The trend against oil investing will continue in 2016 and I think we will see at least a few more fossil-free funds hit the market as investors look to avoid this space in their portfolios. I also think we could see an oil-free bond ETF (or fossil free bond ETF) as issuers look to cash in on the trend against oil investments and over the concerns of defaults in the high yield market in this corner of the fixed income world (read Support the Environment and Profit with Fossil Fuel Free ETFs ).

ETF Closures Go Over 100 and Hit/Approach a Record

There are nearly 20 funds that have less than $ 1 million in assets under management, while about 300 have less than $ 5 million under management. There is basically no way these are profitable and I am sure we will see a host of closures in 2016 as the writing on the wall becomes clear for many of these strategies. This will make 2016 another big, if not the biggest, year for ETF closures on record.

Someone Will Close Down Too Early

The flip side of this is that a fund will close down too early. In 2016, I predict a fund will shut its doors only to see its segment go on to great popularity within the next few months. We saw this with FAA and the airline space (among others) and it is hard to discount the importance of timing in the ETF world right now, so look for this to happen to a country or sector fund in the New Year (see Finally a New Airline ETF Prepares to Take Off).

Two similar ETFs will launch within a one month window

You know when Hollywood launches two similar movies pretty close together (White House Down and Olympus Has Fallen or A Bug’s Life and Antz back in the day)? Well, the ETF industry likes to do that too, putting out funds that target pretty much the same area within a few weeks of each other. The idea is to dilute the first-mover advantage (or to race and become the first mover) and I’d look for that trend to continue in 2016 at least once.

Wearable ETF hits the market (or at least a filing)

Thanks to the ubiquitous nature of Fitbit (FIT – Analyst Report) and a boost in interest in all technology connected devices that are ‘wearable’, a number of companies are jumping into this market. As we saw in recent months with cyber security and cloud computing ETFs, I’d expect to see a wearable (ticker WEAR?) before too long, or at least a filing that will get this fund to market eventually.

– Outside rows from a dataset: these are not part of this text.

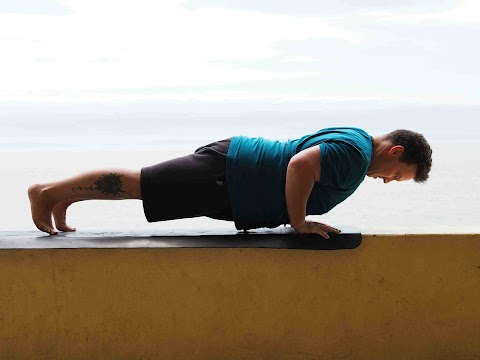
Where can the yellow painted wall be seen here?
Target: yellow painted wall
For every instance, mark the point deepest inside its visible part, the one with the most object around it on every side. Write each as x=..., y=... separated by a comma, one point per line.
x=394, y=297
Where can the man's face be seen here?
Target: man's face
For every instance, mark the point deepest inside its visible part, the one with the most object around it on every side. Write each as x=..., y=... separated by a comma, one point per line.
x=390, y=168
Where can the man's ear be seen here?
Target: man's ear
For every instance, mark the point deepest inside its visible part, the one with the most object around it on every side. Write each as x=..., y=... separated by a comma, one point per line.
x=396, y=150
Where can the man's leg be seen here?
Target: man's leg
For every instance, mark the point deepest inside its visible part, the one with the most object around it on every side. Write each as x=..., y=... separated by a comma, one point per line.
x=53, y=199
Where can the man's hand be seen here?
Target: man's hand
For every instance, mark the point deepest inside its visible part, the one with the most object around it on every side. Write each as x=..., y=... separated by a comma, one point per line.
x=313, y=227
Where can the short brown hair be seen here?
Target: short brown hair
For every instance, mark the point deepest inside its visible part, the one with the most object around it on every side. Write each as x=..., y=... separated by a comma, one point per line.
x=417, y=151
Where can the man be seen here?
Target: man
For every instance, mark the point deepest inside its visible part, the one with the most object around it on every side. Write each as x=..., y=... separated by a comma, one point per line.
x=254, y=182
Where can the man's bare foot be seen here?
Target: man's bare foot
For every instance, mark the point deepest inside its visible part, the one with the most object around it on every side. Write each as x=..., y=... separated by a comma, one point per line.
x=60, y=215
x=41, y=209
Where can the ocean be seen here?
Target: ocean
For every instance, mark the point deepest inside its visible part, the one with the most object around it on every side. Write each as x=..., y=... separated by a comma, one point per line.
x=42, y=142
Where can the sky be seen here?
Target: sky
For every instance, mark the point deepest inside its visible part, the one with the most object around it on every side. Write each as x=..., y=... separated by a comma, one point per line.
x=209, y=50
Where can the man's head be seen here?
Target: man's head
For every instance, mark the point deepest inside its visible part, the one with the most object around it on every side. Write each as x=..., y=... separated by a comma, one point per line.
x=401, y=155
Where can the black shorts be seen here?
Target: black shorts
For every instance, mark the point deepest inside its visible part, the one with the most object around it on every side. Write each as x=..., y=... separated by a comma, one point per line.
x=189, y=186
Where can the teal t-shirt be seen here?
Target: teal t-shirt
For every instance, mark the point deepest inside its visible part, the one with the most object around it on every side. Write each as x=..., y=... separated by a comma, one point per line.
x=257, y=167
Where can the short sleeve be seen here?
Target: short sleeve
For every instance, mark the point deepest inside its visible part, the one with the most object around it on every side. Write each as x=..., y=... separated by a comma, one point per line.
x=342, y=165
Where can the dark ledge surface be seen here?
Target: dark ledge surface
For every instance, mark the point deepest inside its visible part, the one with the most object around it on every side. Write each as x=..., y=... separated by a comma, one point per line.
x=279, y=238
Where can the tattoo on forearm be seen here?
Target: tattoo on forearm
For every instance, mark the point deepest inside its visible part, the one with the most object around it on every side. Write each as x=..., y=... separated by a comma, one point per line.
x=110, y=184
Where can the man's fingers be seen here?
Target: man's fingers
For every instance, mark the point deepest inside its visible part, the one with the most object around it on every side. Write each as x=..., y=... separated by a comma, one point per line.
x=323, y=234
x=331, y=229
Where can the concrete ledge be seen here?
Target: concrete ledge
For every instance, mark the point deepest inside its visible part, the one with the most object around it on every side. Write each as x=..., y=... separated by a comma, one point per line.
x=402, y=297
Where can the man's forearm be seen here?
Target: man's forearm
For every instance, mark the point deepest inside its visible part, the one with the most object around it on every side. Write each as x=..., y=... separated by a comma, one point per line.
x=299, y=185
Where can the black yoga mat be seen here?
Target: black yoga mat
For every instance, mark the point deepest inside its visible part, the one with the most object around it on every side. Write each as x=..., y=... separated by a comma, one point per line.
x=279, y=238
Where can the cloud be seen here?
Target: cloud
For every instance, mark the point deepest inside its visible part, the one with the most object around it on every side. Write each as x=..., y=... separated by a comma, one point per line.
x=44, y=7
x=111, y=45
x=321, y=7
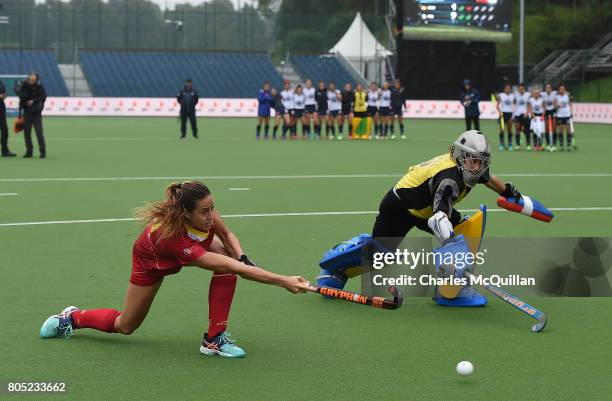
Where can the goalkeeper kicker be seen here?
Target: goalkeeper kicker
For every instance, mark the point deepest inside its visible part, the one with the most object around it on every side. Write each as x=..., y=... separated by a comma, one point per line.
x=425, y=198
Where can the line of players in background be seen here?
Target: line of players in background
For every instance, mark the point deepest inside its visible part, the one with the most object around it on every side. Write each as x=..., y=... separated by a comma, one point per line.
x=327, y=106
x=540, y=116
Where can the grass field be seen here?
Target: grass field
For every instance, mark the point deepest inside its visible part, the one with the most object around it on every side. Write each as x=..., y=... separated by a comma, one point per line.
x=299, y=347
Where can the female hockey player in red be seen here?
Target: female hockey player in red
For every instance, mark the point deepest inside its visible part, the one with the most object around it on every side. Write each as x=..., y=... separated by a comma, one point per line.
x=183, y=229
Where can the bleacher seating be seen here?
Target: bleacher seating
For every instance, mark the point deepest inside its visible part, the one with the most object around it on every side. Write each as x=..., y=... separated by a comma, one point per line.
x=161, y=74
x=326, y=68
x=16, y=62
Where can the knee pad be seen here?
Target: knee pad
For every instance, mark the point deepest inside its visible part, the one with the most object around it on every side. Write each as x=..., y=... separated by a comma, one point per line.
x=345, y=258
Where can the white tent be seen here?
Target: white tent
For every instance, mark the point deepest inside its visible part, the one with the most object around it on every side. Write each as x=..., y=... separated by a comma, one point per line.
x=361, y=49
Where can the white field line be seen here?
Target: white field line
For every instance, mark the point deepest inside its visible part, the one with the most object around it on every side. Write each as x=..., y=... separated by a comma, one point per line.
x=249, y=215
x=278, y=177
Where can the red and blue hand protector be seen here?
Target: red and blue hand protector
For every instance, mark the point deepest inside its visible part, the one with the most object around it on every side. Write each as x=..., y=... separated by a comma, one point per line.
x=527, y=206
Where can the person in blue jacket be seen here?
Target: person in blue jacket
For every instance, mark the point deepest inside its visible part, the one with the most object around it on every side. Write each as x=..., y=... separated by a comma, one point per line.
x=469, y=98
x=188, y=99
x=263, y=110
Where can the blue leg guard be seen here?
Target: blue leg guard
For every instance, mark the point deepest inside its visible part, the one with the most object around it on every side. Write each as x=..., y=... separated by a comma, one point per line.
x=344, y=261
x=454, y=253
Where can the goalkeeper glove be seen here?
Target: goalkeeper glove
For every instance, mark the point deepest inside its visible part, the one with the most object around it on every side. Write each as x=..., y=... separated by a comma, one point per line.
x=441, y=226
x=511, y=192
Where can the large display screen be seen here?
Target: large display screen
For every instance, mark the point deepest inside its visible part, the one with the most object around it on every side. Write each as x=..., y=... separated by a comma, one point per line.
x=477, y=20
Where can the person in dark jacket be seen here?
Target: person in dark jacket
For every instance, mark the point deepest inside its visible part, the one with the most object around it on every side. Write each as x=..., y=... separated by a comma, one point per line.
x=188, y=99
x=3, y=125
x=32, y=97
x=469, y=98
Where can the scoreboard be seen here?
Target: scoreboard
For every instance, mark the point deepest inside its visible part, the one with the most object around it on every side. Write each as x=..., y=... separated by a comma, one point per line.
x=479, y=20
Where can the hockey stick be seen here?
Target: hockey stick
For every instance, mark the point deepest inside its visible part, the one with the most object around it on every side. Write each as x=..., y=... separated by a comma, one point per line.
x=518, y=304
x=375, y=302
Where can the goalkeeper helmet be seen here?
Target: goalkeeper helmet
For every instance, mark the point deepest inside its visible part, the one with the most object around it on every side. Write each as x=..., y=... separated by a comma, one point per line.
x=472, y=153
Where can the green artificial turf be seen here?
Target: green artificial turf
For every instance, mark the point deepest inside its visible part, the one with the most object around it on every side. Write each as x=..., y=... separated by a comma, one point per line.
x=299, y=347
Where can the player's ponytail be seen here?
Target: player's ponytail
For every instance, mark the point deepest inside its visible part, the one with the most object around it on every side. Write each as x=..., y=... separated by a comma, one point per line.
x=171, y=213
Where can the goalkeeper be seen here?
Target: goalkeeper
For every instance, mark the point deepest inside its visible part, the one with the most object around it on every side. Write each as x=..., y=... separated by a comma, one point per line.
x=426, y=195
x=425, y=198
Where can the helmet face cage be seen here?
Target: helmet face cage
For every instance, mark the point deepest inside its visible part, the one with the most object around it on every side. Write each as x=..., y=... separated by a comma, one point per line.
x=472, y=153
x=466, y=160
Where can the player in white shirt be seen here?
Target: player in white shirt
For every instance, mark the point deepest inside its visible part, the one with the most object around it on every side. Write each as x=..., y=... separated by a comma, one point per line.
x=521, y=119
x=372, y=102
x=310, y=103
x=334, y=106
x=299, y=112
x=535, y=110
x=287, y=100
x=549, y=96
x=385, y=109
x=505, y=107
x=563, y=104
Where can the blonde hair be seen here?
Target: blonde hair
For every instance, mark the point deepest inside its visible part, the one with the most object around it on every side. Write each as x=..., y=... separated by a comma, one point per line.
x=171, y=213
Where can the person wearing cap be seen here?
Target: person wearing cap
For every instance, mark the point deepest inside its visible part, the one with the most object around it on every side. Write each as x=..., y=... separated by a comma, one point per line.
x=32, y=99
x=469, y=99
x=188, y=99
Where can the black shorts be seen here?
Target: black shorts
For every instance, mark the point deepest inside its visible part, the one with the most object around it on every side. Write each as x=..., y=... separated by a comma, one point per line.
x=385, y=111
x=394, y=221
x=563, y=120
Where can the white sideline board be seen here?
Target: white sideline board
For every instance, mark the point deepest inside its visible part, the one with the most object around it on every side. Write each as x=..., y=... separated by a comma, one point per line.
x=209, y=107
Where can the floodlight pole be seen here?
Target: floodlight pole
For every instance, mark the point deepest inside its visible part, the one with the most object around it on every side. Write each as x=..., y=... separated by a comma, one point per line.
x=522, y=42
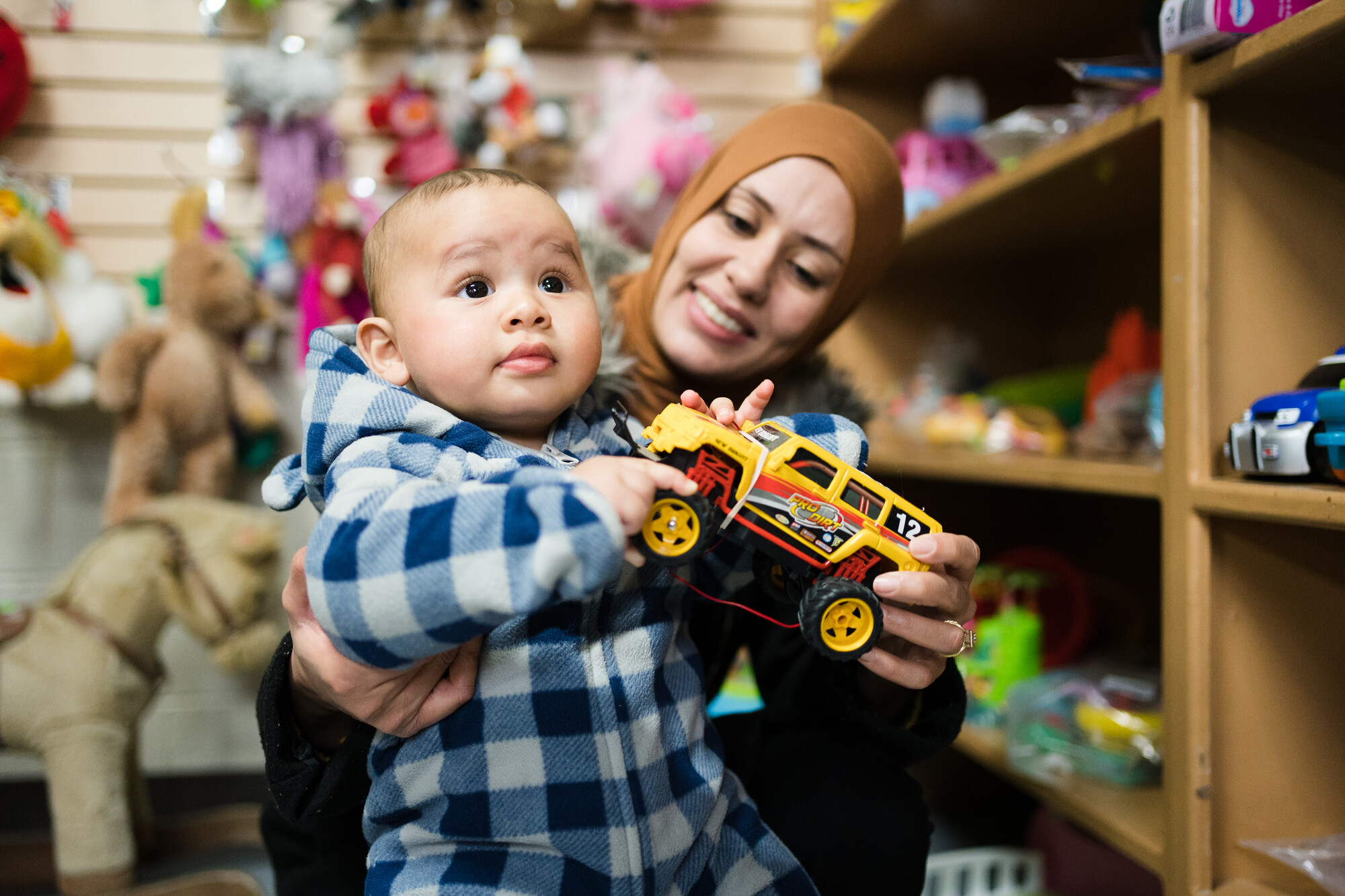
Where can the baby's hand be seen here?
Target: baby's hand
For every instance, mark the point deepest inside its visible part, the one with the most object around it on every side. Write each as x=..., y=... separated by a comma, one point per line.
x=629, y=485
x=723, y=408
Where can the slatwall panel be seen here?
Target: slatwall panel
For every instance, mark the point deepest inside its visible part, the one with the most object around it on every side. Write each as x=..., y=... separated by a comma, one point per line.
x=135, y=73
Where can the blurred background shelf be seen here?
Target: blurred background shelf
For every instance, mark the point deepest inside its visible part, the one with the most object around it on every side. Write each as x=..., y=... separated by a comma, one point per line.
x=1303, y=52
x=1301, y=503
x=1090, y=186
x=1132, y=821
x=891, y=455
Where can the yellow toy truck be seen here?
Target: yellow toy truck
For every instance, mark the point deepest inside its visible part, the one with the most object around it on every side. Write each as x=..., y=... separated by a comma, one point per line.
x=822, y=530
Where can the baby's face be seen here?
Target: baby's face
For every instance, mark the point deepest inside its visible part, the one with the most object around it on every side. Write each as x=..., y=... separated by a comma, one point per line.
x=492, y=311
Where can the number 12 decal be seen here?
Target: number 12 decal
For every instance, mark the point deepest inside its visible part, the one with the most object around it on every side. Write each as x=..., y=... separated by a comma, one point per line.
x=906, y=526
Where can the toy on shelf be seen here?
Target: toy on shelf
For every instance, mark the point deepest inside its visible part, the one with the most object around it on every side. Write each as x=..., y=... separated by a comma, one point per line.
x=649, y=142
x=942, y=161
x=408, y=112
x=333, y=290
x=1120, y=389
x=937, y=169
x=56, y=317
x=14, y=77
x=1008, y=645
x=1027, y=428
x=1207, y=26
x=81, y=666
x=284, y=99
x=845, y=17
x=1331, y=411
x=1094, y=723
x=180, y=388
x=1276, y=435
x=822, y=529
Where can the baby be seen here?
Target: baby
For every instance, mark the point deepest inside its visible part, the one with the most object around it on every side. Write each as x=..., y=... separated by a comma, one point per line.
x=470, y=485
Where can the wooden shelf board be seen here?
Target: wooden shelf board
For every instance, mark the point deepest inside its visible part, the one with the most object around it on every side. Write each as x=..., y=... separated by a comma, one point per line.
x=892, y=455
x=1278, y=46
x=1065, y=202
x=923, y=40
x=1303, y=503
x=1130, y=819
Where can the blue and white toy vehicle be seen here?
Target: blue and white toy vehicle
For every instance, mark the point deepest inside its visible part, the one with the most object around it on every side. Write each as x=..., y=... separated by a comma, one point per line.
x=1276, y=435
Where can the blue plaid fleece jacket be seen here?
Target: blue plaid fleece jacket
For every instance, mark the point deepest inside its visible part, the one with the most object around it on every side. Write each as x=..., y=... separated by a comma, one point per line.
x=586, y=763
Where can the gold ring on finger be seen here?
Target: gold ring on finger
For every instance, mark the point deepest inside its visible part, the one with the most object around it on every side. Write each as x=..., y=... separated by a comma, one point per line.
x=969, y=639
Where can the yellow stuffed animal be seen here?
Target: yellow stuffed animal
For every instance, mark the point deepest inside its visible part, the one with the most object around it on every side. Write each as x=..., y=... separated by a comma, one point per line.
x=75, y=682
x=180, y=386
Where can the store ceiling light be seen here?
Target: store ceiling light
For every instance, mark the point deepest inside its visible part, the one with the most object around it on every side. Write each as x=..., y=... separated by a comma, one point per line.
x=361, y=188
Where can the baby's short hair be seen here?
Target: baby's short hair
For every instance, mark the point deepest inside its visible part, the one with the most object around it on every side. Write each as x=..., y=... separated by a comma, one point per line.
x=380, y=243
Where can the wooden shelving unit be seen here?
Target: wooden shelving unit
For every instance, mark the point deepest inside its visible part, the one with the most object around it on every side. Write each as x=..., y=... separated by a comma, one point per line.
x=1219, y=209
x=891, y=455
x=1130, y=819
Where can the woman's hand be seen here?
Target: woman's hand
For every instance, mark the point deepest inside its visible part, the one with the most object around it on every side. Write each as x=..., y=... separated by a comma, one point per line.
x=629, y=485
x=723, y=408
x=329, y=692
x=911, y=653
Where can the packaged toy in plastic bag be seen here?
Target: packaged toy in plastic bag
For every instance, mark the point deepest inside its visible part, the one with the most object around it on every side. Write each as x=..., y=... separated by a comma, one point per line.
x=1323, y=858
x=1094, y=723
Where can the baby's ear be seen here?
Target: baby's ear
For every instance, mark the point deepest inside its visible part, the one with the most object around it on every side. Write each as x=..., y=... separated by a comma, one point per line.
x=377, y=345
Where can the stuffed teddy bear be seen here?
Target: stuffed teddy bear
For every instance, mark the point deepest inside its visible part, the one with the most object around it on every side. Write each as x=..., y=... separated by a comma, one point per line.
x=76, y=680
x=178, y=388
x=423, y=150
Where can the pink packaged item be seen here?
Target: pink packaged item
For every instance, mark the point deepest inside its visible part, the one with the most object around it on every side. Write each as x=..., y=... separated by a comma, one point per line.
x=1194, y=26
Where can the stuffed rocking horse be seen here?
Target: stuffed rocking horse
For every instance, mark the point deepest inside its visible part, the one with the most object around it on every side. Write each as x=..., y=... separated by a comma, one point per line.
x=76, y=680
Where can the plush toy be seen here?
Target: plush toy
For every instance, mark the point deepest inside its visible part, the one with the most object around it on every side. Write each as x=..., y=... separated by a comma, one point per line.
x=286, y=99
x=14, y=77
x=649, y=143
x=56, y=317
x=408, y=112
x=80, y=673
x=34, y=345
x=180, y=388
x=333, y=290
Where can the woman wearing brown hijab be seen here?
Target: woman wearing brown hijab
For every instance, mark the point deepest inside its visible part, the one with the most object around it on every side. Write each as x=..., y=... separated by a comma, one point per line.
x=767, y=251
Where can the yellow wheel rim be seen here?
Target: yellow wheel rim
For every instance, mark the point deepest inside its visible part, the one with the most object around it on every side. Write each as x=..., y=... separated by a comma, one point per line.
x=672, y=529
x=847, y=624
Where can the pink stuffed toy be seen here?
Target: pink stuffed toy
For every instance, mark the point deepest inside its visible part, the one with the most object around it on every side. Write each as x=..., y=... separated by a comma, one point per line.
x=423, y=150
x=649, y=143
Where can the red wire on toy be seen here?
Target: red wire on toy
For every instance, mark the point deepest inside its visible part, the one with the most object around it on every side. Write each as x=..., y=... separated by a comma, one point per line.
x=732, y=603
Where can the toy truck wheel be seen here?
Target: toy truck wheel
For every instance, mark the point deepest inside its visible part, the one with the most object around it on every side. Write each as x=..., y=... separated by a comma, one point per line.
x=841, y=618
x=679, y=529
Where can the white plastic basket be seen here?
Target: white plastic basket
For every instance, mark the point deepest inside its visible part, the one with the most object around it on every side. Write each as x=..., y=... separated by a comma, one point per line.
x=993, y=870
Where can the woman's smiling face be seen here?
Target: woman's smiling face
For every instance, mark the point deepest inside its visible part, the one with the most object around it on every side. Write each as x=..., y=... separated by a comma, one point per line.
x=750, y=279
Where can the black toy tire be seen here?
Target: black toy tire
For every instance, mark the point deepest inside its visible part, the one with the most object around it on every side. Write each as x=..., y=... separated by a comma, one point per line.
x=707, y=525
x=852, y=596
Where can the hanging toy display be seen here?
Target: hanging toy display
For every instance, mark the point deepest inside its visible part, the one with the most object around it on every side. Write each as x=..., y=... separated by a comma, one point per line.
x=14, y=77
x=333, y=290
x=649, y=142
x=286, y=99
x=408, y=112
x=509, y=127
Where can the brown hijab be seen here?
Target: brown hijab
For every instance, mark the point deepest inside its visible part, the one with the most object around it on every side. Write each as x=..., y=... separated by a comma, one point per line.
x=831, y=134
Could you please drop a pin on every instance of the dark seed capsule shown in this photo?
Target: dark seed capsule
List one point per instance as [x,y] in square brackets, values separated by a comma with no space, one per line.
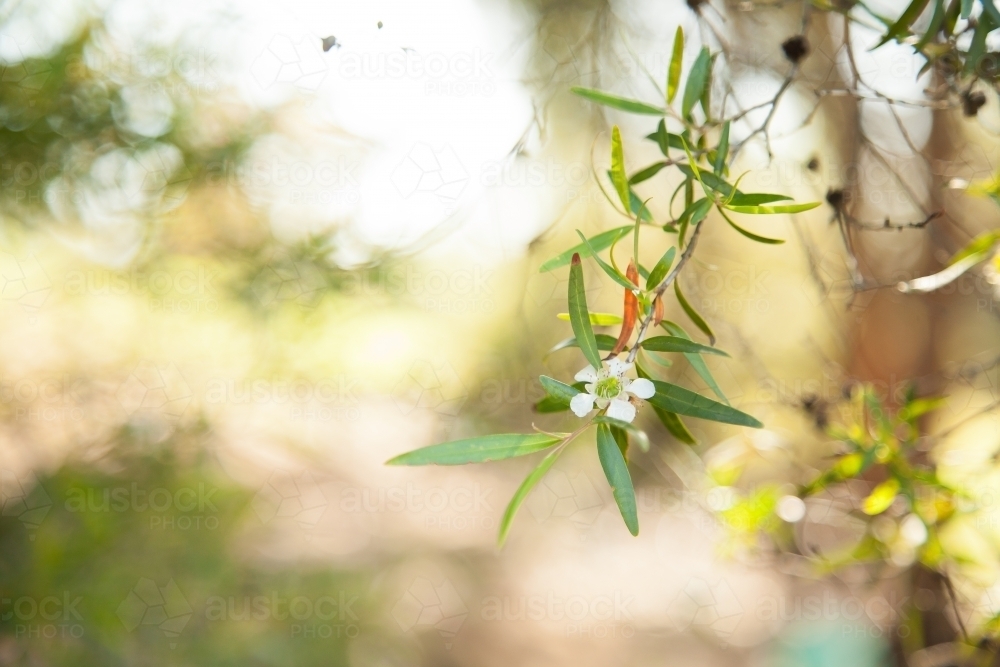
[835,198]
[972,102]
[795,48]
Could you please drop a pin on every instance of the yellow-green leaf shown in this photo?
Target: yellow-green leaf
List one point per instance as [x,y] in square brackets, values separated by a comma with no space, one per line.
[596,319]
[676,62]
[618,176]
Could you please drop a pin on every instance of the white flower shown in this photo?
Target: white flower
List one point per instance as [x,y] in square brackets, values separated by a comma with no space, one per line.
[609,388]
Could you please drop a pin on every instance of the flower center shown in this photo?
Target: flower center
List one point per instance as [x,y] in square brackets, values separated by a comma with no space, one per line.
[608,388]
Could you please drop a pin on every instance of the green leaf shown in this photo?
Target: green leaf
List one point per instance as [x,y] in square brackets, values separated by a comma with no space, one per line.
[674,398]
[476,450]
[596,319]
[980,246]
[951,16]
[697,363]
[935,25]
[756,198]
[697,80]
[558,390]
[579,317]
[722,152]
[636,205]
[640,436]
[598,242]
[881,497]
[659,271]
[666,139]
[522,492]
[676,62]
[675,426]
[621,439]
[608,269]
[605,342]
[618,177]
[750,235]
[917,408]
[771,210]
[991,9]
[549,405]
[670,420]
[616,471]
[693,314]
[647,173]
[726,190]
[979,249]
[678,344]
[616,102]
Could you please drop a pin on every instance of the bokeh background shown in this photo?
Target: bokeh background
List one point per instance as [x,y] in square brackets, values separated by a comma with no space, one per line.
[239,272]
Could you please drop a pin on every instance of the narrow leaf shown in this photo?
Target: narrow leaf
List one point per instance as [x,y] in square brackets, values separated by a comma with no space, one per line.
[604,341]
[647,173]
[598,243]
[750,235]
[676,62]
[618,177]
[640,436]
[697,363]
[607,268]
[941,278]
[693,314]
[881,497]
[659,271]
[771,210]
[722,152]
[476,450]
[616,102]
[579,316]
[674,398]
[522,492]
[630,312]
[596,319]
[901,27]
[978,45]
[670,420]
[678,344]
[616,471]
[697,80]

Bitcoin fund finally comes out

For quite some time now, there has been a filing in the pipeline for a bitcoin ETF (COIN) from the Winklevoss twins of all people. The first filing was in 2013, an index was launched earlier in 2014, and I think 2016 will finally mark see this idea pass regulatory hurdles as well as the launch of this product which should help to make bitcoins more easily tradable and liquid for the masses, much like what GLD did for gold (read Believe It or Not: Winklevoss Bitcoin ETF on the Horizon ).

Price war continues

As the ETF space starts to round out, many ETF issuers have launched ‘me-too’ products which target substantially similar segments of the market. The way they differentiate has largely been on the price front and this has forced issuers to slash costs in order to remain competitive. This war has been great for consumers who look to save more money, and I expect to see more fee cuts and price competitive products in 2016 as well.

You’ll see more calls of an ETF Bubble… These will be wrong

Every couple of months, ETF pundits will write articles or go on TV saying that the end is near for the ETF world and that the category cannot support more products. These predictions have been wrong before and they will be wrong again in 2016. While there are a lot more ETFs than there were a few years ago, there is still plenty of more sector specific and active ETF opportunities out there, meaning that investors shouldn’t be worried about a bubble again in the New Year either (see Best and Worst ETFs of 2015).

Happy New Year and best of luck to fund investors in 2016!